JAKARTA - Markas besar (Mabes) Polri akan mengetatkan pengawasan terhadap seluruh anggotanya soal larangan mengkonsumsi minuman beralkohol dan ke tempat hiburan malam. Untuk itu, Mabes Polri meminta pada seluruh masyarakat melaporkan apabila ada anggota Polri yang melakukan pelanggaran.

"Mekanismenya, melalui adanya laporan dari masyarakat kemudian ditindaklanjuti laporan tersebut," ucap Karo Penmas Divisi Humas Polri, Brigjen Rusdi Hartono kepada wartawan, Jumat, 26 Februari.

Laporan itu, kata Rudi, akan ditindaklanjuti oleh Bidang Profesi dan Pengamanan (Propam).
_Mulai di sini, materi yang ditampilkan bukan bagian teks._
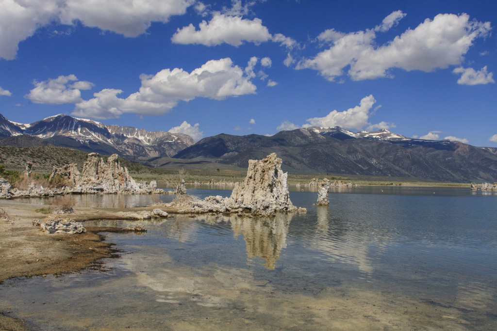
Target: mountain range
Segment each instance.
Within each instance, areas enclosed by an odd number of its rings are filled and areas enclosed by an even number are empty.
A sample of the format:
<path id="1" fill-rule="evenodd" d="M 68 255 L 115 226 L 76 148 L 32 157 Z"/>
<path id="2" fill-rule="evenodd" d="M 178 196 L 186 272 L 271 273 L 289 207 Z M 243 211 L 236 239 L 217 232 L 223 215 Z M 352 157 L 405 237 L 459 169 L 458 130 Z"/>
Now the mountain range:
<path id="1" fill-rule="evenodd" d="M 30 124 L 0 115 L 0 138 L 4 138 L 0 145 L 50 143 L 87 152 L 115 153 L 154 166 L 161 166 L 162 158 L 172 157 L 246 168 L 248 160 L 275 152 L 283 160 L 283 170 L 295 173 L 497 181 L 497 148 L 413 139 L 386 130 L 353 132 L 338 127 L 311 127 L 270 136 L 222 133 L 195 143 L 183 133 L 106 126 L 64 115 Z"/>
<path id="2" fill-rule="evenodd" d="M 36 137 L 56 146 L 68 147 L 87 153 L 118 154 L 121 156 L 173 156 L 195 141 L 184 133 L 150 132 L 131 127 L 106 126 L 99 122 L 65 115 L 51 116 L 24 124 L 8 121 L 0 114 L 0 138 L 20 136 Z"/>
<path id="3" fill-rule="evenodd" d="M 174 157 L 246 167 L 248 160 L 272 152 L 282 159 L 285 171 L 296 173 L 497 181 L 497 148 L 412 139 L 385 130 L 354 133 L 339 127 L 311 127 L 271 136 L 222 134 L 204 138 Z"/>

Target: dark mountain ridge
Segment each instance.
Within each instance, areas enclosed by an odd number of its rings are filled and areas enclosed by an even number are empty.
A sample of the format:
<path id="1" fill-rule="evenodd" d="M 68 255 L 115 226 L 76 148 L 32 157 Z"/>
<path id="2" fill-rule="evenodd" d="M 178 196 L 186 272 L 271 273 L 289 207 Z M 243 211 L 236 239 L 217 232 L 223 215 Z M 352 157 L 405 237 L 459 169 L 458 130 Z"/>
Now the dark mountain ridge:
<path id="1" fill-rule="evenodd" d="M 218 134 L 202 139 L 174 157 L 210 159 L 246 168 L 248 160 L 273 152 L 282 159 L 285 171 L 297 173 L 412 177 L 463 183 L 497 181 L 497 155 L 489 148 L 411 139 L 386 130 L 366 134 L 313 127 L 271 136 Z"/>
<path id="2" fill-rule="evenodd" d="M 132 156 L 170 157 L 195 142 L 191 137 L 184 133 L 106 126 L 62 114 L 29 124 L 10 122 L 0 114 L 0 138 L 21 135 L 31 135 L 53 145 L 87 153 Z"/>

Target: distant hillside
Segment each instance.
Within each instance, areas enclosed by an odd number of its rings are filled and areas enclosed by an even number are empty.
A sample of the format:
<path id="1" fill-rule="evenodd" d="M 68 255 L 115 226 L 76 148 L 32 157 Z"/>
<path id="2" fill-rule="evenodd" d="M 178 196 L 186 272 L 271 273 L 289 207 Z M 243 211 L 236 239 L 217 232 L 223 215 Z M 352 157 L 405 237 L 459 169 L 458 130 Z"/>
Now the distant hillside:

Jika ditemukan pelanggaran, maka akan ditindak lebih lanjut.

"Jika ada perilaku anggota yang melanggar ketentuan, maka Propam akan melakukan tindakan terhadap anggota yang melanggar," kata dia.
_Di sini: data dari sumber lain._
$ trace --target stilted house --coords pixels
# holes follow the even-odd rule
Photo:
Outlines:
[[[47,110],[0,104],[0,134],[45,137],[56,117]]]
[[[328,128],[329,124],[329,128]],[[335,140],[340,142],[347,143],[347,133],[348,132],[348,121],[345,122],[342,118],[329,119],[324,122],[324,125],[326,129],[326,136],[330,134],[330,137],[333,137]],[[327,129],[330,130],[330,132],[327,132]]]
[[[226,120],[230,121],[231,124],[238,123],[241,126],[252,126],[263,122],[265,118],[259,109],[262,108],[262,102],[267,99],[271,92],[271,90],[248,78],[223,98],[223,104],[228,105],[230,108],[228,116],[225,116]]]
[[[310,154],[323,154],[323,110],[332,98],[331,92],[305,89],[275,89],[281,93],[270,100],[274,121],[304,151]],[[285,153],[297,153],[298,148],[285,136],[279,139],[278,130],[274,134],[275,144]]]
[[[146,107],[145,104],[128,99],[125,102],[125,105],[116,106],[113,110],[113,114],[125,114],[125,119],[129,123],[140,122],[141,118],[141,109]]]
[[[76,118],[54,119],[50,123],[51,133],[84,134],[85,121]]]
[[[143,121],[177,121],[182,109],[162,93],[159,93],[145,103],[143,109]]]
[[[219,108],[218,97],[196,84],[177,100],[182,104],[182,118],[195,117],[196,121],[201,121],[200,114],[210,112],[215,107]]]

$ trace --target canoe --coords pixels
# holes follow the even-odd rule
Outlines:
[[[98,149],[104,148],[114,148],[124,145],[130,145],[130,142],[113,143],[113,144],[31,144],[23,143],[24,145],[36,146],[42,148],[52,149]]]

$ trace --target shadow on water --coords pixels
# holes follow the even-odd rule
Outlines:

Selain laporan dari masyarakat, lanjut Rusdi, Propam juga akan melakukan pengawasan, yakni dengan turun langsung ke lapangan. Jadi dia berharap tidak ada anggota Polri yang melakukan pelanggaran.

Pengawasan dan larangan ini buntut adanya perkara penembakan yang dilakukan Bripka CS terhadap 4 orang di RM Cafe, Cengkareng, Jakarta Barat.

Aksi koboi itu diawali dengan adanya percekcokan antara Bripka CS dengan karyawan kafe tersebut perihal tagihan pembayaran. Terlebih, saat itu Bripka CS sedang dalam kondisi mabuk.

Adapun, Kadiv Propam Polri Irjen Ferdy Sambo mengeluarkan arahan usai terjadinya aksi penembakan. Salah satu arahnya melarangan anggota Polri untuk memasuki tempat hiburan dan meminum minuman keras termasuk penyalahgunaan narkoba.